Another possible cause is low light levels on the link itself. When a link that is relatively close to the allowable length for that topology is tapped, the insertion loss from a 50/50 tap may cause the light sent to each endpoint to drop to a level at or below that which is required. In some cases this will manifest itself as errors on the link. The solution is to shorten the physical length of the link or deploy a 70/30 tap instead. Note: for links that are between devices in the same rack, a 50/50 Tap is generally regarded as acceptable. When tapping links that traverse between racks in a data center or between floors in a multi-story building, there is greater risk of insertion loss affecting link integrity.
- Some traffic from tapped link is visible but some packets appear to be missing:
This symptom has multiple possible causes, none related to the tap itself. If a Network Packet Broker or other device for aggregating data from multiple Taps is being used, then the most likely culprit is oversubscription within the Packer Broker itself. Note: fiber taps are non-aggregating devices. In other words, the Tap sends out separate copies of the A and B sides of the link, always allows the link to operate at up to 100% of its capacity, and sends 100% of the data copy traffic out the Monitor ports. There is zero risk of oversubscription or dropped packets being caused by the Tap itself.
An even more likely possibility is limitations with the monitoring/capture tool itself. It’s important to note that, even when equipped with robust internal components, a conventional PC/server with 1G or 10G capture interfaces is not capable of capturing high utilization levels of traffic for a sustained duration of time. Although turnkey monitoring tools supplied by network security and visibility vendors are typically more robust, even these tools have distinct limitations to their sustained throughout capability.

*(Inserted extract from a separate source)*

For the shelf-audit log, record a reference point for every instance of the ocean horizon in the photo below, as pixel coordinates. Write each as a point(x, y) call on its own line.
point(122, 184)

Independent consultant Chris Greer of Packet Pioneer https://packetpioneer.com/ said this in a 2017 interview:
“The ubiquitous use of Wireshark on a laptop translates to a high degree of packet loss which can significantly decrease the accuracy of any analytics run on that data. In a 1 Gb data stream, I had 82 percent packet loss,” Greer says. “One gig went out and I was only able to capture 18 percent of the packets. As I turned down the volume, I had to go down to about 50 Mb per second on my laptop to capture all the packets. Fifty megabits per second, are you kidding me? We should never be using a laptop in a data center to capture packets. We’re going to drop packets and that’s going to affect our analysis. If we just take Wireshark and install it on a laptop, and put it on a link, we can’t capture forever,” Greer says. “We can ring buffer, we can get captures, to the limit that the laptop can capture. But today we need long-term capture because problems are intermittent. We need to be able to catch it in the act. I think that’s the most difficult thing, just being there, on the link, when the problem is occurring. How many times have you heard of a problem, someone complains of something, by the time you run out there to analyze it, the problem’s gone? For me, an organization has flown me up and they’ve had an issue. They fly me up and the problem disappears. I leave and the problem comes back.
Long-term, stream-to-disk packet capture is what we need.”*
*(Datacom Systems does not presently sell or recommend specific brands or models of long-term stream to disk data capture storage solutions, but it’s crucial for all users to recognize where the potential bottlenecks for data capture might appear in visibility solutions.)
In a future installment of this series, we will explore troubleshooting processes targeted at aggregation style Taps that utilize integrated fiber taps.